Alternation of Generations in Aspergillus:
From the above account, it is evident that in a single life cycle of Aspergillus there occur two phases or generations. Of these, one is more conspicuous. It is independent so far as its nutrition is concerned. This independent phase is the gametophyte.
It is characterised by the haploid number of chromosomes in the nuclei. It bears the sex organs and is concerned with sexual reproduction. In the life cycle, it starts with the formation of ascospores and ends with the formation of dikaryons in the ascogonium.

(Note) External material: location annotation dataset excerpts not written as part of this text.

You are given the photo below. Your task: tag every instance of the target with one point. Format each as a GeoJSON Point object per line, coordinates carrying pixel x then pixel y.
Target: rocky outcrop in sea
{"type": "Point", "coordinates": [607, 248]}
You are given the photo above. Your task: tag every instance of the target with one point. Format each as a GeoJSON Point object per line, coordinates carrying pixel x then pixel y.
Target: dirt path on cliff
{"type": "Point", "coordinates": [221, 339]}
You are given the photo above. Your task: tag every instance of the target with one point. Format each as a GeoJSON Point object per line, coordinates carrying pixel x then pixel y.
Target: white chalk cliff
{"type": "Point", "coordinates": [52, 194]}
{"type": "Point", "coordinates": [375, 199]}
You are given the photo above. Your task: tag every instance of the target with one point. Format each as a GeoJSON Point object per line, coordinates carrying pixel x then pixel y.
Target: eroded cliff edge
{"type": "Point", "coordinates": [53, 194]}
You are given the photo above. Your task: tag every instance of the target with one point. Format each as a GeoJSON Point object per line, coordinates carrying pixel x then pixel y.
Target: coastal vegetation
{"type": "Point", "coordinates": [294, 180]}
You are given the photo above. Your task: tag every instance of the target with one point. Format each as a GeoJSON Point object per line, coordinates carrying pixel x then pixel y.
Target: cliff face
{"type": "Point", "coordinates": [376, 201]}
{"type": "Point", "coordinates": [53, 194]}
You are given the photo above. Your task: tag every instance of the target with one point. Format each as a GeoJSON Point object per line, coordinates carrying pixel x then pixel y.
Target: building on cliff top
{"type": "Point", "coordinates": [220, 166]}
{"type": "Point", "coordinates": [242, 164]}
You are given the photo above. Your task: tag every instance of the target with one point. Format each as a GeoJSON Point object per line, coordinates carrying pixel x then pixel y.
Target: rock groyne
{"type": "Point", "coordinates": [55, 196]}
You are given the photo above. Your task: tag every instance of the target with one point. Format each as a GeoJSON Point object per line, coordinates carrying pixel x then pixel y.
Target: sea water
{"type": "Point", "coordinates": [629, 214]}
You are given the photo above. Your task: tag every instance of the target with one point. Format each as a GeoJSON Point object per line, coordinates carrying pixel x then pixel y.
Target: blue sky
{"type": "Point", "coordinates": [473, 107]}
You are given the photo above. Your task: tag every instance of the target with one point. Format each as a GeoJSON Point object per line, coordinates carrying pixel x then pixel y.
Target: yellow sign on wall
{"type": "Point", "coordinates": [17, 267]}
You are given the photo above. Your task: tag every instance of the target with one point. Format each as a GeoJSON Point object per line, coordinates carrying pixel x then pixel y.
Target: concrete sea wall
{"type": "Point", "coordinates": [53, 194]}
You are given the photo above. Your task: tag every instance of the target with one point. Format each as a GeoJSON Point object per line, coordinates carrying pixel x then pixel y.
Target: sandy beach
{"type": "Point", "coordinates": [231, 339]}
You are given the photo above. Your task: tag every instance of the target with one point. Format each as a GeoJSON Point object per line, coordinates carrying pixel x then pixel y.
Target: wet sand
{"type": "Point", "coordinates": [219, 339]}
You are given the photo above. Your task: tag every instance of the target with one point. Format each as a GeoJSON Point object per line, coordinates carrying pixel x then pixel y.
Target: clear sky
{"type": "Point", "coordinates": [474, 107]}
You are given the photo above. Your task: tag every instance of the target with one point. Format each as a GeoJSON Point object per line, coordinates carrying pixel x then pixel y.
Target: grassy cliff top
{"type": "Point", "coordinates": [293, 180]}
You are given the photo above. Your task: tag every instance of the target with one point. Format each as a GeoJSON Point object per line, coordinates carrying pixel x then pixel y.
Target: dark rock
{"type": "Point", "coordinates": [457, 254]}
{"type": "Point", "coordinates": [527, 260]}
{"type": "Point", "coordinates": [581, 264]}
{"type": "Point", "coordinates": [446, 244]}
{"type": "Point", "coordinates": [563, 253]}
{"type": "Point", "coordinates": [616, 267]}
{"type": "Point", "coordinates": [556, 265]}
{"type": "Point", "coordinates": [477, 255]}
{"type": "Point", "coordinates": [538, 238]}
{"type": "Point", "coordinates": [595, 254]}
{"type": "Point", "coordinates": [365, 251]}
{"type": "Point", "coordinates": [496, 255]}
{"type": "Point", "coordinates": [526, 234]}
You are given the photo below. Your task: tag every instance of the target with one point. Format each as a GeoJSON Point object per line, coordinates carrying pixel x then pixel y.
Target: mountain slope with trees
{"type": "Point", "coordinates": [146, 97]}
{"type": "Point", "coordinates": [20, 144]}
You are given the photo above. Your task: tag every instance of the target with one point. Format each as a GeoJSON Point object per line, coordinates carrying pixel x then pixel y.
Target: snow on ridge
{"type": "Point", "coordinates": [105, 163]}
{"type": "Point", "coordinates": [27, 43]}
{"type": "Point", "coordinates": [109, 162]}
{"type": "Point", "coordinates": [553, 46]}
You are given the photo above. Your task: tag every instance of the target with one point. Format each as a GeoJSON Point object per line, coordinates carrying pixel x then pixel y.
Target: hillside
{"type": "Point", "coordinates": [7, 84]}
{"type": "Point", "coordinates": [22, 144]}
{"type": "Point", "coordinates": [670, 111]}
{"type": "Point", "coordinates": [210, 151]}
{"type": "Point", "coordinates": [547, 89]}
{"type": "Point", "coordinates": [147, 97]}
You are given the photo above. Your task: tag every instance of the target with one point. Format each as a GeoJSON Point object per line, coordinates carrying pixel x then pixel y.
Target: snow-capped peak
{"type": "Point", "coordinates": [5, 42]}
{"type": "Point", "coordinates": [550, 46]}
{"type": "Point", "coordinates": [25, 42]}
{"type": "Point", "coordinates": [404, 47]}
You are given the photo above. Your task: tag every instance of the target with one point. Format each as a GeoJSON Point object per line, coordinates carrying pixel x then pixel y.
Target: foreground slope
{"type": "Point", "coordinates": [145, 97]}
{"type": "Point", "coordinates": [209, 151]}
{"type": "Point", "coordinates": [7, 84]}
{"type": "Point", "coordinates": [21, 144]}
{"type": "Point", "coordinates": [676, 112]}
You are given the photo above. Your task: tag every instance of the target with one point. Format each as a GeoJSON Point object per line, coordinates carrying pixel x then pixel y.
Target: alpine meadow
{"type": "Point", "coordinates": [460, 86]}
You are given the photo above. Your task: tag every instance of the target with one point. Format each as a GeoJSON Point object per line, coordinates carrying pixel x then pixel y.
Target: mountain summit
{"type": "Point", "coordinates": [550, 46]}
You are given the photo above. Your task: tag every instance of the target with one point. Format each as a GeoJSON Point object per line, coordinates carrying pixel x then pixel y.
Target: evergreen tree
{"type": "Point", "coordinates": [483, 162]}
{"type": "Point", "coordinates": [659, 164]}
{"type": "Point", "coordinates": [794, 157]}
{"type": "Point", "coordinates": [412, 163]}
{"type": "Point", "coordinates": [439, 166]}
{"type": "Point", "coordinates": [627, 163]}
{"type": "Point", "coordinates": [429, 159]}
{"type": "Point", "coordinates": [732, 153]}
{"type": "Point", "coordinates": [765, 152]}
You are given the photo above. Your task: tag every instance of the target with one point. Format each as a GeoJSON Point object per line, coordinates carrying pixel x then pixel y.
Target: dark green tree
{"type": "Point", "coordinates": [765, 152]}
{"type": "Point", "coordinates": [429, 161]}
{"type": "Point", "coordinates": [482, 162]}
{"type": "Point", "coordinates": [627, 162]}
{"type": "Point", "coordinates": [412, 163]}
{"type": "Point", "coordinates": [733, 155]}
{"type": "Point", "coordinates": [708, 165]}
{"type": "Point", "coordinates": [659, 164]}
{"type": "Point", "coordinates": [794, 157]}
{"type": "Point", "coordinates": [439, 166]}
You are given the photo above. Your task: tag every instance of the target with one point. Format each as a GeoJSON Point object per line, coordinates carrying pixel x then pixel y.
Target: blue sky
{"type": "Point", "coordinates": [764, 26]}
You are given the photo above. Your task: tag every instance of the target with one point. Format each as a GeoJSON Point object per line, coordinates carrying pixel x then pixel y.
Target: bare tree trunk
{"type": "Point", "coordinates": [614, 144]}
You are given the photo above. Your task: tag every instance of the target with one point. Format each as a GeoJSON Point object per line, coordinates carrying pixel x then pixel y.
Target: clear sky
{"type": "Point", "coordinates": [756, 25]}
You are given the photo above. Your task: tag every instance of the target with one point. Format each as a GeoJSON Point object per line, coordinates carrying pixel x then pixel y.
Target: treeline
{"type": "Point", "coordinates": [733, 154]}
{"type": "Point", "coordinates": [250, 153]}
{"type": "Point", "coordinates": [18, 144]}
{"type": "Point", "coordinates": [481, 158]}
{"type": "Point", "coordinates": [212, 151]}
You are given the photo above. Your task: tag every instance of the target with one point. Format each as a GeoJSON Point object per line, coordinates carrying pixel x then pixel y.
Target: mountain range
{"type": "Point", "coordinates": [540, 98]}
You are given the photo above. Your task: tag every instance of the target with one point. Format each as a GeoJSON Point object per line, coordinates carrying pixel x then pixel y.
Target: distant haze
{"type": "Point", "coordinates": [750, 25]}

It consists of the ascospores, parent mycelium, antheridia when present and young ascogonia. There are accessory means of multiplication of this phase in the life cycle. It is done by the formation of conidia. Conidia play no role in the alternation of generations.
The second phase in the life history of Aspergillus is the sporophyte. It is not conspicuous and is dependent for its nutrition on the parent gametophyte (haplomyceliwn). The sporophytic phase starts with the formation of dikaryons in the ascogonium.
It ends with meiosis of the synkaryons in the asci.
The sporophytic phase thus consists of:
(i) Dikaryophase consisting of the ascogonium with dikaryons, the ascogenous hyphae, and
(ii) The transitory diplophase represented by the young ascus before meiosis.
These two phases sporophyte and gametophyte normally alternate in a single life cycle.
Hence Aspergillus is said to exhibit alternation of generation in the life cycle.